Le geste malheureux, un acte fou dicté par un désespoir que nul homme n'avait la force de réprimer. Attendre plus l'aurait tué. Matthieu ne retira sa bouche que lorsqu'il eut la certitude que Gabrielle ne la combattrait plus. Il goûta l'arôme fourmillant de ses lèvres, goûta et se délecta de chaque particule sucrée qui sur sa langue s'évanouissait. Un bonbon à la rose.
Gabrielle s'était relevée, à présent bougeait sa tête frénétiquement, alternant entre l'extrémité du couloir que son discernement suppliait de joindre sans tarder, et Matthieu qu'une bouffée de rage recommandait d'écraser à grands coups de bottes. S'il pressentit son départ imminent, il ne la retint pas. Maintint son corps ancré au sol, de sa main tendue l'invita à prendre congé, avant de lui déclarer avec l'emphase niaise de l'amoureux transi :
— Vas-y, maintenant que tu connais la vérité et que tu as retrouvé ta précieuse liberté, envole-toi, mon ange. Tu reviendras. Parce que tu ne le réalises pas encore, mais bientôt il t'en faudra plus. Le moment venu, tu m'appelleras. Je te répondrai.

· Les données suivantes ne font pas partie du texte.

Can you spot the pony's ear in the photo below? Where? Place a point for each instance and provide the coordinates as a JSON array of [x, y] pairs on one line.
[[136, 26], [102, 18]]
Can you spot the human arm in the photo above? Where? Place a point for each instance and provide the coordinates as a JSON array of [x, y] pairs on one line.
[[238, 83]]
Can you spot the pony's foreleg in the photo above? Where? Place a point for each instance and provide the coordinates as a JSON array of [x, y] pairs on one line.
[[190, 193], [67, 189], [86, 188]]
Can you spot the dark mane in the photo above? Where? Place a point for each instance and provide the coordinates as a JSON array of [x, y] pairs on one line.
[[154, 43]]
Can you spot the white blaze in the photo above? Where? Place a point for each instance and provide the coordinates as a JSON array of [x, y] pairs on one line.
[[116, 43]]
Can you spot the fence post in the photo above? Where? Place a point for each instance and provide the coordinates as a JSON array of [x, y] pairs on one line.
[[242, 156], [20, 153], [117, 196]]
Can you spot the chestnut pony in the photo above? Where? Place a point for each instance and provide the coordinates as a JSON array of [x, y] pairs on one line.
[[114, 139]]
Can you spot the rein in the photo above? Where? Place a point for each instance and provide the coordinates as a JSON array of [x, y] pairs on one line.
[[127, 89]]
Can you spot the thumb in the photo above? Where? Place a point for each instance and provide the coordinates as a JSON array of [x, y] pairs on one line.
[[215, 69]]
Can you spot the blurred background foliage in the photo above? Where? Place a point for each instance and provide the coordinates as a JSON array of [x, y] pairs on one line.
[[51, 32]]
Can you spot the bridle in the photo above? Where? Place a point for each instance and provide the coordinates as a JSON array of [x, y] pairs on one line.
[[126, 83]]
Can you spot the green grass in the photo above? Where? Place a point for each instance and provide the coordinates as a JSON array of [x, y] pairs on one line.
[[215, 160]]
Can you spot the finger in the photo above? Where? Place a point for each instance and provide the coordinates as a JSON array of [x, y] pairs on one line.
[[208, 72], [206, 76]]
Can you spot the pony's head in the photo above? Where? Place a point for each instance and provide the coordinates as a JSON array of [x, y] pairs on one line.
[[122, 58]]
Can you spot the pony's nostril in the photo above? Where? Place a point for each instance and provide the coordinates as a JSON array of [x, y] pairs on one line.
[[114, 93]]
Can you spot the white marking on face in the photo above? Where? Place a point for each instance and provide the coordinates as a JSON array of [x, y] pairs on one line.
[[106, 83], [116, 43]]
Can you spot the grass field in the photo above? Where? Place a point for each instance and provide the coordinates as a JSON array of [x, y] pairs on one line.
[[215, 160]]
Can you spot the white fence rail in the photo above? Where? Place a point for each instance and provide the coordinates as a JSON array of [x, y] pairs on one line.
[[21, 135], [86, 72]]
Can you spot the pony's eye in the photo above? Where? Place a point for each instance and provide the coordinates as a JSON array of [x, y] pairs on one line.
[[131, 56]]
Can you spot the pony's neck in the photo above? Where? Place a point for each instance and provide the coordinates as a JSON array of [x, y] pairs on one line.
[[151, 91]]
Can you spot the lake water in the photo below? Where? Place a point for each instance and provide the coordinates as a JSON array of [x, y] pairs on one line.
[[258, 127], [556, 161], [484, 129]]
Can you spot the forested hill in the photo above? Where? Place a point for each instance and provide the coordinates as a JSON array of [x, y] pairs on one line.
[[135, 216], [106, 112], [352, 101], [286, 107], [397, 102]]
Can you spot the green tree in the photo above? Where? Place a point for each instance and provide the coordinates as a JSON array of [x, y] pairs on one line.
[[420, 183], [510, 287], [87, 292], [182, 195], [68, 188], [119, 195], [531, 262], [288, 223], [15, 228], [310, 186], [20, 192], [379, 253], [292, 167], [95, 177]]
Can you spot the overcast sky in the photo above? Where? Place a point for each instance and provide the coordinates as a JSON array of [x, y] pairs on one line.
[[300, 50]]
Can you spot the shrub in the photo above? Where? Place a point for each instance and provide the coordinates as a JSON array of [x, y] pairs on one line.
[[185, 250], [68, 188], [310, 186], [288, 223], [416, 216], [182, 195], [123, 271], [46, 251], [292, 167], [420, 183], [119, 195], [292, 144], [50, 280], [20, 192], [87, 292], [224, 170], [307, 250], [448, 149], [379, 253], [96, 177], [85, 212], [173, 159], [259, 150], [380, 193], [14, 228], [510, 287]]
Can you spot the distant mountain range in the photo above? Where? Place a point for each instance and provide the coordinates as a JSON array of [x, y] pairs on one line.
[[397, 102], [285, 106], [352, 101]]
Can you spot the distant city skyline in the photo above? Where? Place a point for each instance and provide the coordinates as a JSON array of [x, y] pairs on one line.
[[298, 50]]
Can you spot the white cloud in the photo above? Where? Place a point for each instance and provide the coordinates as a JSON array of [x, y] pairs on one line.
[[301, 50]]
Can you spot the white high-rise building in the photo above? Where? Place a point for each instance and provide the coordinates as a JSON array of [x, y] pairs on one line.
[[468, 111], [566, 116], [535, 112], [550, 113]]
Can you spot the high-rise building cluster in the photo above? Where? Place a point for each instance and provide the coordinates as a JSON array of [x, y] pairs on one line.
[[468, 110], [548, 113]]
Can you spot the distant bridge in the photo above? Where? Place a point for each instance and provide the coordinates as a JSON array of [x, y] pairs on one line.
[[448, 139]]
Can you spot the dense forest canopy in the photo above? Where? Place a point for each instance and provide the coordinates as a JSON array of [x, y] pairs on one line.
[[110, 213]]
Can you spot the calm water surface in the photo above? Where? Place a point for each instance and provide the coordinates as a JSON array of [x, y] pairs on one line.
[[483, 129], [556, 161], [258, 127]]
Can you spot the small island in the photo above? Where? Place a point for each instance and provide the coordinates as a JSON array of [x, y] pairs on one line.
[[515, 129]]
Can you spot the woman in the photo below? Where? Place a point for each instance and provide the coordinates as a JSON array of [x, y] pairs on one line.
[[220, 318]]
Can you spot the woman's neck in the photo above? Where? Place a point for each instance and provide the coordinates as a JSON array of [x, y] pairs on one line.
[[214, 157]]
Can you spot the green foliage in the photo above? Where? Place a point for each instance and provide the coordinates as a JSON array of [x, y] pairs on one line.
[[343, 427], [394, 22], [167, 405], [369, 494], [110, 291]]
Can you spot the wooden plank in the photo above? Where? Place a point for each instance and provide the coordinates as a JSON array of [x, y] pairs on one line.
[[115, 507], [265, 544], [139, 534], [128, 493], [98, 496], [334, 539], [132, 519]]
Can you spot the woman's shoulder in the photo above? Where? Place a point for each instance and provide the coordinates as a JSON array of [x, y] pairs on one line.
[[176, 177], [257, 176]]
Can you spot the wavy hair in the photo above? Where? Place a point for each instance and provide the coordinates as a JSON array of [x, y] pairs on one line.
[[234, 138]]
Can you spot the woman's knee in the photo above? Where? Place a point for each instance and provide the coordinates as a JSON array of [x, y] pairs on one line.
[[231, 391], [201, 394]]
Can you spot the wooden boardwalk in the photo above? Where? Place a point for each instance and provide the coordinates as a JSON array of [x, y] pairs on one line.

La regarder partir ne l'ébranla pas. Gabrielle pouvait courir et s'enfuir, tôt ou tard elle reviendrait s'offrir à ses lèvres et son amour, dont elle ne pourrait plus se passer. C’était la logique-même. Bien que cette conviction résultât d'abord de sa propension à confondre l'être et l'espérer, comprit-il à cet instant que l'ordre des choses avait basculé soudain ; que, par ce baiser, leur destin à tous deux avait été cacheté. Il ignorait cependant combien cette prédiction se révèlerait exacte.